Сезанна заочно избрали в комитет Школы рисования в Эксе: как ни странно, он оказался в списке первым, с пятнадцатью голосами из двадцати. (Байль, также представленный, снискал только четыре голоса в первом раунде и восемь во втором.) Официально комитет был создан в декабре 1870 года и распущен в апреле 1871‑го, составив единственный отчет. Сезанн появлением не отметился.
Между тем его местонахождением заинтересовались на официальном уровне. В январе 1871 года Золя, находившийся тогда в Бордо, получил от Ру известие из Экса о мобилизации в Национальную гвардию:
Неприятная новость: Поля С. ‹…› нынче активно разыскивают, и я всерьез опасаюсь, что рано или поздно найдут, если верить утверждениям его матушки, будто он по-прежнему в Эстаке. Прежде Поля, не вполне понимающего, к чему это приведет, много раз видели в Эксе. Он действительно часто там бывал – оставался на день, два, три, а то и больше. Говорят, он даже пьянствовал в компании каких-то знакомцев. И конечно, сразу стало известно, где он остановился, поскольку эти самые знакомцы (наверняка из зависти, что ему не приходится зарабатывать на хлеб насущный) поспешили на него донести и сообщили все сведения, необходимые для его обнаружения.
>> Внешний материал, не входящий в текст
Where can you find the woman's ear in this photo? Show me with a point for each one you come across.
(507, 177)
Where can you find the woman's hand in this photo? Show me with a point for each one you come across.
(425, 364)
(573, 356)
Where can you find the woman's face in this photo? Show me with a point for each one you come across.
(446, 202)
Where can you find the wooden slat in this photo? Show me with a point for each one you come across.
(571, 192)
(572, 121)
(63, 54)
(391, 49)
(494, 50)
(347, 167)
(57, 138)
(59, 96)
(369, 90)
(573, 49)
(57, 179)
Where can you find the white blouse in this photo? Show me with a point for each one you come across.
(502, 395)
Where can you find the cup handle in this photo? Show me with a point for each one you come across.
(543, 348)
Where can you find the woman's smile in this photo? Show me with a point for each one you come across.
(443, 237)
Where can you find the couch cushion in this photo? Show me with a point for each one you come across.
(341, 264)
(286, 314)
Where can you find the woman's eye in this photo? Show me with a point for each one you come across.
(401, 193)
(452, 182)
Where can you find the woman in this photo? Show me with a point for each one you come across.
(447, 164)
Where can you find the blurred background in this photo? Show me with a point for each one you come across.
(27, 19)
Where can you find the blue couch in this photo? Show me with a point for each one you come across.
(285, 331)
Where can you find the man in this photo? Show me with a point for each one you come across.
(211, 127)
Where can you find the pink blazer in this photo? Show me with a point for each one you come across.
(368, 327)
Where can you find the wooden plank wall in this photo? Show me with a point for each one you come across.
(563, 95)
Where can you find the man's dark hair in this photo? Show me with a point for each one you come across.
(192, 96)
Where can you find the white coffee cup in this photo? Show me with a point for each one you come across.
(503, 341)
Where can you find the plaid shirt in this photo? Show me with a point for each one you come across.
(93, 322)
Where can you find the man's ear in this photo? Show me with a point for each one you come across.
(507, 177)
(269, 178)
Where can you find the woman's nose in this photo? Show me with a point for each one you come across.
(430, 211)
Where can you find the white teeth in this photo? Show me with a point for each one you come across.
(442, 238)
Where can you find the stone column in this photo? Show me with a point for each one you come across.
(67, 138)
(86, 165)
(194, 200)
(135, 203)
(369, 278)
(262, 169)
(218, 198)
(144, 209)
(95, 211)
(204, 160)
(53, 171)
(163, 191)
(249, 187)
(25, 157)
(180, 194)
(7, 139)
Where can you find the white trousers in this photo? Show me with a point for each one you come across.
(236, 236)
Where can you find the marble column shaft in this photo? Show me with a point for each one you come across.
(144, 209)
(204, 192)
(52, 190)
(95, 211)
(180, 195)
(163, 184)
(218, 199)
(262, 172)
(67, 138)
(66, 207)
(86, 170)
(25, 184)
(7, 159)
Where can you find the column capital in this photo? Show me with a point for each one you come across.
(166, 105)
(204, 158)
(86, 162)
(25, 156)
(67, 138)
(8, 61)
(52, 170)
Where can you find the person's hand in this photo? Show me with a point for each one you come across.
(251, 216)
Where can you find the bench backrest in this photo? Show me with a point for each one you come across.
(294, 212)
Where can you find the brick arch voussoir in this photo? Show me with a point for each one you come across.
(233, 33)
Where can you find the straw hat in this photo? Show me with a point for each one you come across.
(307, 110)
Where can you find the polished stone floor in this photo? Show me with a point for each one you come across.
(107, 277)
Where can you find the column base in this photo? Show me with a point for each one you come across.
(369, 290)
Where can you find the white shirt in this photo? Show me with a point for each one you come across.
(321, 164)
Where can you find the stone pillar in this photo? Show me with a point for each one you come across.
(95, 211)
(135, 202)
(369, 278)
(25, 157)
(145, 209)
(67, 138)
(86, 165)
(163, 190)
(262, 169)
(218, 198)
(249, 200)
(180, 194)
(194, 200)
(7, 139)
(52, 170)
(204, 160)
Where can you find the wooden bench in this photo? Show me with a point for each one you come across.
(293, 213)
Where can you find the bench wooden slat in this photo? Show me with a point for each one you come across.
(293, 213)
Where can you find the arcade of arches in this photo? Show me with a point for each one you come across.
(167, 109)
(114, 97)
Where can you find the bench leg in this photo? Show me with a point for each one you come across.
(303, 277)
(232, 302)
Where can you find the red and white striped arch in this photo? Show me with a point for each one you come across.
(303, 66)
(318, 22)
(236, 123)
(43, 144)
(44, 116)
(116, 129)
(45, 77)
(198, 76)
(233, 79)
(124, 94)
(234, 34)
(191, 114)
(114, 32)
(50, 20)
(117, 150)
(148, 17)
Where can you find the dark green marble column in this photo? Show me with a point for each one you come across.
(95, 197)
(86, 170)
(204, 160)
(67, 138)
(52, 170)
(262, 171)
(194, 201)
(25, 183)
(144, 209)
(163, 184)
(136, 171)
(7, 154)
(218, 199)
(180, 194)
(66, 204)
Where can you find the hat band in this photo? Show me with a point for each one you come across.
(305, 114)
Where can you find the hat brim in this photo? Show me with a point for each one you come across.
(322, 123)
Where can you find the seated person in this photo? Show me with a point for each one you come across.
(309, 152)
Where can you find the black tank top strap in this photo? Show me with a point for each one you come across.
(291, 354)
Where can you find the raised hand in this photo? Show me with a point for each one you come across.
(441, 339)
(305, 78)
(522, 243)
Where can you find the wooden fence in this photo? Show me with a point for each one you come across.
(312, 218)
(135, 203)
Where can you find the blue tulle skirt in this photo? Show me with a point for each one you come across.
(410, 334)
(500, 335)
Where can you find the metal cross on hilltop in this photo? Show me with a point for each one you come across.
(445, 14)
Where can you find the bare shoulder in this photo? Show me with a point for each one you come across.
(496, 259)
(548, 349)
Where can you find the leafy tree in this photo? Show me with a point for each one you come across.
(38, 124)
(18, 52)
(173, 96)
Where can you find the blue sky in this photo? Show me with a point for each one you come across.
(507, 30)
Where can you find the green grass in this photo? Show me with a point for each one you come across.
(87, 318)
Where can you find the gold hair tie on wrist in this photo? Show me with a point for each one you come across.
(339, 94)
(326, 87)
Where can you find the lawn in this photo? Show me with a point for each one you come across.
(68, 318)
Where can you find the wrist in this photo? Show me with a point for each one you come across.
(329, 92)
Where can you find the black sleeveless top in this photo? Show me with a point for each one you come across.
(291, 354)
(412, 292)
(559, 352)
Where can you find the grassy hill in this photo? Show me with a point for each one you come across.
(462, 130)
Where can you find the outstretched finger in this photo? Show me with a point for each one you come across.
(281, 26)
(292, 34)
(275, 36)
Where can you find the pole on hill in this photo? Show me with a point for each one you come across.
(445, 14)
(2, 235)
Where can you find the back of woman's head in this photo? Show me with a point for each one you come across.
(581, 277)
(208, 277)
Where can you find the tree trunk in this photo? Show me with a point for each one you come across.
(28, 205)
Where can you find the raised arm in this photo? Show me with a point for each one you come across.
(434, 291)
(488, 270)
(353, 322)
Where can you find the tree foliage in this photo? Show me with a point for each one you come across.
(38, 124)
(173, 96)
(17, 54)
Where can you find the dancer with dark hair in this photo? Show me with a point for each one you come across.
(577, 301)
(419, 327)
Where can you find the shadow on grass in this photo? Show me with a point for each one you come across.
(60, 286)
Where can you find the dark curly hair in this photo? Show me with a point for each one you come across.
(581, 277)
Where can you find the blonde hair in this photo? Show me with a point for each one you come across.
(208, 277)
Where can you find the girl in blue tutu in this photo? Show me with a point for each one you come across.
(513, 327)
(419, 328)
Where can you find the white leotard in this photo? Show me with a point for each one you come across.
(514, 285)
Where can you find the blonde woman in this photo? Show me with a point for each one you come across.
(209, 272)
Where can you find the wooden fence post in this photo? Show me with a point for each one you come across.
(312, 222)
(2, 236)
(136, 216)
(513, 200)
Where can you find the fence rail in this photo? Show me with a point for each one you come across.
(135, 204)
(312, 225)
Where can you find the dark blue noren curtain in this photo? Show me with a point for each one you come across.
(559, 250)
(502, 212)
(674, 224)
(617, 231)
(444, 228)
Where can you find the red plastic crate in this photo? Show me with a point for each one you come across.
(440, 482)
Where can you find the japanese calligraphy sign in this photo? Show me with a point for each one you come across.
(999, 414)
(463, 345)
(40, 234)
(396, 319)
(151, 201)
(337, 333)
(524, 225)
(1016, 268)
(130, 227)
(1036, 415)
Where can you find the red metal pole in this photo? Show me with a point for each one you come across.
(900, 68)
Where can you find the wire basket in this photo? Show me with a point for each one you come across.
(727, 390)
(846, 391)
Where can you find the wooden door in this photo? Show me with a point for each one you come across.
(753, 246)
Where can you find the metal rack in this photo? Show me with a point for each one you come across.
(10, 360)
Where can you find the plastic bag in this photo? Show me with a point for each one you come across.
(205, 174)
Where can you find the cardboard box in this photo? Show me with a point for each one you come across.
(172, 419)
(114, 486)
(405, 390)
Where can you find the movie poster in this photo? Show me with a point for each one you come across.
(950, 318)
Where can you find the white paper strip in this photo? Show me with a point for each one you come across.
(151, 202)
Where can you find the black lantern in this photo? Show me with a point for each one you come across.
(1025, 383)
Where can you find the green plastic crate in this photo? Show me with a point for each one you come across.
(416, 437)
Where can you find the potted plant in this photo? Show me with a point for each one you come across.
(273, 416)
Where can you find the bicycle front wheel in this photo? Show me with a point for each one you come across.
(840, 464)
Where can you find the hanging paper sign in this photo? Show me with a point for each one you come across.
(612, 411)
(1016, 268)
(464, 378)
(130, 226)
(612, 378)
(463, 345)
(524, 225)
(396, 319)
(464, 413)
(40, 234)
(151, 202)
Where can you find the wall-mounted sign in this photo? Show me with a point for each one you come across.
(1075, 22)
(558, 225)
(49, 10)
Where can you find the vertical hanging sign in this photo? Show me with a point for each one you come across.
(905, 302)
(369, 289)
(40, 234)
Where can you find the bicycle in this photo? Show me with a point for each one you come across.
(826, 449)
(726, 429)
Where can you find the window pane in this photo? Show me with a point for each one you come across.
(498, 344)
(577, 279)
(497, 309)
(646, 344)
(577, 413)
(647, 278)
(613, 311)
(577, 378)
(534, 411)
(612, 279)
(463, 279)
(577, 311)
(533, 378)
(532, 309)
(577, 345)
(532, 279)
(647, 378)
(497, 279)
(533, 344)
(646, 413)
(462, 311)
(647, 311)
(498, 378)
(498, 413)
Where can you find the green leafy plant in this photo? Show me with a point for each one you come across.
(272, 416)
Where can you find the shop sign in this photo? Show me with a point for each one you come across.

Те же господа, – ну не поразительно ли! – узнав от Поля, что ты тоже жил в Эстаке, но не подумав, что ты уже мог уехать из этой дыры, и не будучи в курсе, женат ты или нет, заодно и тебя объявили уклонистом. Вечером 2 января мой отец отвел меня в сторонку и сказал: «Я тут услышал от одного новобранца: «Нам четверым, с капралом таким-то, приказано отправиться в Марсель за этими уклонистами». Он назвал имена. Среди них, точно помню, Поль Сезанн и Золя. Новобранец еще добавил: «Эти двое прячутся в Сент-Анри» [в соседней деревне].
Я велел отцу никого не слушать и не участвовать в подобных разговорах; сам же закончил дела и на следующее утро поспешил в мэрию, куда я вхож. Мне показали список уклонистов. Твоего имени там не было. Я сообщил Ферану, надежному и верному мне человеку, какие ходят разговоры. Он ответил: «О Золя говорили только из-за Сезанна, которого неустанно ищут; если вашего друга и упоминали, то явно до того, как была получена информация: Золя не из Экса, да к тому же женат».
В мэрии – никаких объявлений, и от тех, кому знакомо имя Сезанна, о тебе я не слышал {513}.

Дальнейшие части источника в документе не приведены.